Behavioural Sciences Unit, Kids Cancer Centre, Sydney Children's Hospital NSW, Sydney, New South Wales, Australia.
Discipline of Paediatrics & Child Health, UNSW Medicine & Health, Randwick Clinical Campus, University of NSW, Sydney, New South Wales, Australia.
Support Care Cancer. 2023 Jul 4;31(7):441. doi: 10.1007/s00520-023-07875-4.
To qualitatively explore Australian healthcare professionals' perspectives on how to improve the care and management of cancer-related financial toxicity, including relevant practices, services, and unmet needs.
We invited healthcare professionals (HCP) who currently provide care to people with cancer within their role to complete an online survey, which was distributed via the networks of Australian clinical oncology professional associations/organisations. The survey was developed by the Clinical Oncology Society of Australia's Financial Toxicity Working Group and contained 12 open-ended items which we analysed using descriptive content analysis and NVivo software.
HCPs (n = 277) believed that identifying and addressing financial concerns within routine cancer care was important and most believed this to be the responsibility of all HCP involved in the patient's care. However, financial toxicity was viewed as a "blind spot" within a medical model of healthcare, with a lack of services, resources, and training identified as barriers to care. Social workers reported assessment and advocacy were part of their role, but many reported lacking formal training and understanding of financial complexities/laws. HCPs reported positive attitudes towards transparent discussions of costs and actioning cost-reduction strategies within their control, but feelings of helplessness when they perceived no solution was available.
Identifying financial needs and providing transparent information about cancer-related costs was viewed as a cross-disciplinary responsibility, however, a lack of training and services limited the provision of support. Increased cancer-specific financial counselling and advocacy, via dedicated roles or developing HCPs' skills, is urgently needed within the healthcare system.

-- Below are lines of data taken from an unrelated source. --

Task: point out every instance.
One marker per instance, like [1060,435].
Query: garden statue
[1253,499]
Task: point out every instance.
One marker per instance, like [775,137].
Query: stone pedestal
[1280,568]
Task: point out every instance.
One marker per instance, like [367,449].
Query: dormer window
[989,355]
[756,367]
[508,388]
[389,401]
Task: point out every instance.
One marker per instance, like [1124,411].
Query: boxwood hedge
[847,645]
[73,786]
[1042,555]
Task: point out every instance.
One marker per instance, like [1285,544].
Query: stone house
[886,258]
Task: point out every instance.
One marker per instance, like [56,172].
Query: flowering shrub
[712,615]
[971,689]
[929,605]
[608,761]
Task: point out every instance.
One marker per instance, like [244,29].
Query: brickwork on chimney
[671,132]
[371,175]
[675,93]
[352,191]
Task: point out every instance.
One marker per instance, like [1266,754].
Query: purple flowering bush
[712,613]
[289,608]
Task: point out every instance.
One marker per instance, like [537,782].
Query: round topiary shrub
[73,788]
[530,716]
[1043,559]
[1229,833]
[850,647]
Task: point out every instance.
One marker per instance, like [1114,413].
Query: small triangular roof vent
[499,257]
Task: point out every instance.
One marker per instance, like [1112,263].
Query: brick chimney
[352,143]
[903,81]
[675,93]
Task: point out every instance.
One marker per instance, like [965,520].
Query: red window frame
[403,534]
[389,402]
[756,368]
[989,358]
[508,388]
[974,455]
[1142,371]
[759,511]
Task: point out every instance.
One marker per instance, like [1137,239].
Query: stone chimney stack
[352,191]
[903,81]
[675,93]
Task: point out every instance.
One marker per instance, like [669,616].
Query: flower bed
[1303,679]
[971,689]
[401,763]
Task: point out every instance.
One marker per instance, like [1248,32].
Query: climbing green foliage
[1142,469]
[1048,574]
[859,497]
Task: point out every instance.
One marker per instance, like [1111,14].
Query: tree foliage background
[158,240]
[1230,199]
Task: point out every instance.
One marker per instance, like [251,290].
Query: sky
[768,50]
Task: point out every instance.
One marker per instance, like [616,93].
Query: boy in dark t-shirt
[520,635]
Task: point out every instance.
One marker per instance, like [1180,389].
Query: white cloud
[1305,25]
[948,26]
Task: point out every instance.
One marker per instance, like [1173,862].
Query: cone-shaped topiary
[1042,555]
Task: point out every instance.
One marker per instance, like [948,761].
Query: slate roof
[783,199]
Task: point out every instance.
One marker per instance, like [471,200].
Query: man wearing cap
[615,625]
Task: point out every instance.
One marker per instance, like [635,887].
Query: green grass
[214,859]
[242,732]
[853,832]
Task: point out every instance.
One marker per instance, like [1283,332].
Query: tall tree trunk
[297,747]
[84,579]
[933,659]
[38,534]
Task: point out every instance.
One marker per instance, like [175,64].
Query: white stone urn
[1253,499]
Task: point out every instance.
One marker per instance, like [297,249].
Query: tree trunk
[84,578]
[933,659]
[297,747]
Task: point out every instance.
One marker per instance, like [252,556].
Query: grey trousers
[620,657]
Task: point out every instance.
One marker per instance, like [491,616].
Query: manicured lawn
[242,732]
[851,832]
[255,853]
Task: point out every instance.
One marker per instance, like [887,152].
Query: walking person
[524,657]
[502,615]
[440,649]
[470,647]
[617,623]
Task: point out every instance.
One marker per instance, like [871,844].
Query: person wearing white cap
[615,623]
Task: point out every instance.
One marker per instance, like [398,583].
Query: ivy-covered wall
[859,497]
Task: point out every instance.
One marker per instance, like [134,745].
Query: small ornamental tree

定性探讨澳大利亚医疗保健专业人员如何改善与癌症相关的财务毒性的护理和管理,包括相关实践、服务和未满足的需求。
我们邀请了目前在其工作岗位上为癌症患者提供护理的医疗保健专业人员(HCP)通过澳大利亚临床肿瘤专业协会/组织的网络完成在线调查。该调查由澳大利亚临床肿瘤学会财务毒性工作组制定,包含 12 个开放式项目,我们使用描述性内容分析和 NVivo 软件对其进行了分析。
HCP(n=277)认为在常规癌症护理中识别和解决财务问题很重要,他们大多认为这是所有参与患者护理的 HCP 的责任。然而,财务毒性被视为医疗保健的医疗模式中的“盲点”,缺乏服务、资源和培训被认为是护理的障碍。社会工作者报告说评估和倡导是他们工作的一部分,但许多人报告说缺乏财务复杂性/法律的正式培训和理解。HCP 对在其控制范围内透明地讨论成本和实施成本降低策略持积极态度,但当他们认为没有解决方案时,会感到无助。
确定财务需求并提供有关癌症相关费用的透明信息被视为跨学科责任,但培训和服务的缺乏限制了支持的提供。在医疗保健系统中迫切需要增加专门的财务咨询和倡导角色或培养 HCP 的技能。